The Many Faces of DFNB9: Relating OTOF Variants to Hearing Impairment
Round 1
Reviewer 1 Report
Dear Authors,
the present manuscript thoroughly and critically examines clinical aspects associated with phenotypes variants of OTOF patients, often left undiagnosed, with consequent relevant impact on the diagnostic paths for neonatal hearing screening, a topic much debated today.
I found the work complete, exhaustive and multidisciplinary.
The only remark is to better separate the genetic and clinical parts of the manuscript, in order to facilitate a multi-disciplinary readership (pediatricians, audiologists and clinicians).
Author Response
Reviewer 1
The present manuscript thoroughly and critically examines clinical aspects associated with phenotypes variants of OTOF patients, often left undiagnosed, with consequent relevant impact on the diagnostic paths for neonatal hearing screening, a topic much debated today.
I found the work complete, exhaustive and multidisciplinary.

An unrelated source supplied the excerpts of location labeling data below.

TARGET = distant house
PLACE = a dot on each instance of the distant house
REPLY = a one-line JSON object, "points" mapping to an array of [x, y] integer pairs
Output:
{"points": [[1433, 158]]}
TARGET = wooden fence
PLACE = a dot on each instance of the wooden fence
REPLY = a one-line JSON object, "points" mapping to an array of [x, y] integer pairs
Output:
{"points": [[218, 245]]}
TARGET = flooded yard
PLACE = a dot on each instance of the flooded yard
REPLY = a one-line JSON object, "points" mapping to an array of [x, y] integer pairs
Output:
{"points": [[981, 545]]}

The only remark is to better separate the genetic and clinical parts of the manuscript, in order to facilitate a multi-disciplinary readership (pediatricians, audiologists and clinicians).

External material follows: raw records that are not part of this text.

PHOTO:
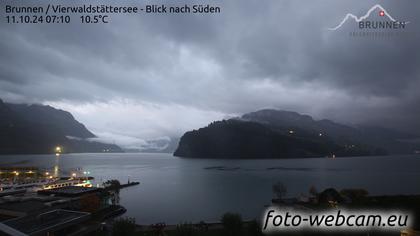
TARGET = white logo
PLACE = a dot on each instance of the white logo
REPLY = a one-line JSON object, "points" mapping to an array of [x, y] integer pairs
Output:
{"points": [[382, 12]]}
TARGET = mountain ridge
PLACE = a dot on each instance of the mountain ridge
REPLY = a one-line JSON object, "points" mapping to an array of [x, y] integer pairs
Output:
{"points": [[270, 133], [38, 129]]}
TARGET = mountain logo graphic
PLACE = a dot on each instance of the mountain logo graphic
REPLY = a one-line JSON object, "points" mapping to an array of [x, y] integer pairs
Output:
{"points": [[382, 12]]}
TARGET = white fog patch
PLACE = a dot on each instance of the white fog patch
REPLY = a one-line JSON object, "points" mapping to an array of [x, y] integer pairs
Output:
{"points": [[132, 123]]}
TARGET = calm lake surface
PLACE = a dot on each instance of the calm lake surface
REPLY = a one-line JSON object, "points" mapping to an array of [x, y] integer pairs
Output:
{"points": [[175, 190]]}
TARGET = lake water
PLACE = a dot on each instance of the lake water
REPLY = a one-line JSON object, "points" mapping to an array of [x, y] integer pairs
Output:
{"points": [[175, 190]]}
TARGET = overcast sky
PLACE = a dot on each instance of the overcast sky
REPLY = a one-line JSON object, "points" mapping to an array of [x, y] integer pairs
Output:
{"points": [[149, 76]]}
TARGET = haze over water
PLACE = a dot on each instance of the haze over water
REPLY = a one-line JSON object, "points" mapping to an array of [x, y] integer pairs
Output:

Response: We thank the reviewer for this suggestion. We re-arranged the structure of the review to improve readability. We have divided section three into smaller sub-sections and included the former section 6 (missing variants) into section 3 as section 3.4 now. We feel that the genetic and clinical parts are now better separated.
Reviewer 2 Report
OTOF encoded otoferlin and is an important gene related to auditory neuropathy spectrum disorder. The prevalence of OTOF-related hearing impairment is high in many populations. Both clinical and genetic diagnoses are challenging owing to the diverse phenotypes, genotypes, and molecular structures of otoferlin. Vona and colleagues described the different aspects of DFNB9, including the audiological characteristics, the pathogenic/likely pathogenic variants, and the genotype-phenotype correlations. They also discussed the varieties of the phenotypes and genotypes from the view of structural diversity and molecular function of otoferlin, as confirmed by the mouse models.
In general, this is a well-organized and thorough review detailing the diverse auditory phenotypes of DFNB9 on different audiological tests, genetic diversity of OTOF, and molecular features of otoferlin. The comprehensive review of different aspects of DFNB9, from phenotypic performance, genetic profiles to molecular mechanisms, can help the readers attain an overall concept of DFNB9.
There are several typos that should be revised:
- Page 6, lines 243-244, in-frame deletion is duplicated.
- Page 9, line 277, the variant should be p.Arg1939Gln.
Author Response
Reviewer 2
OTOF encoded otoferlin and is an important gene related to auditory neuropathy spectrum disorder. The prevalence of OTOF-related hearing impairment is high in many populations. Both clinical and genetic diagnoses are challenging owing to the diverse phenotypes, genotypes, and molecular structures of otoferlin. Vona and colleagues described the different aspects of DFNB9, including the audiological characteristics, the pathogenic/likely pathogenic variants, and the genotype-phenotype correlations. They also discussed the varieties of the phenotypes and genotypes from the view of structural diversity and molecular function of otoferlin, as confirmed by the mouse models.
In general, this is a well-organized and thorough review detailing the diverse auditory phenotypes of DFNB9 on different audiological tests, genetic diversity of OTOF, and molecular features of otoferlin. The comprehensive review of different aspects of DFNB9, from phenotypic performance, genetic profiles to molecular mechanisms, can help the readers attain an overall concept of DFNB9.
There are several typos that should be revised:
- Page 6, lines 243-244, in-frame deletion is duplicated.
- Page 9, line 277, the variant should be p.Arg1939Gln.
Response: We thank the reviewer for the feedback and catching the typos. Both typos have been corrected.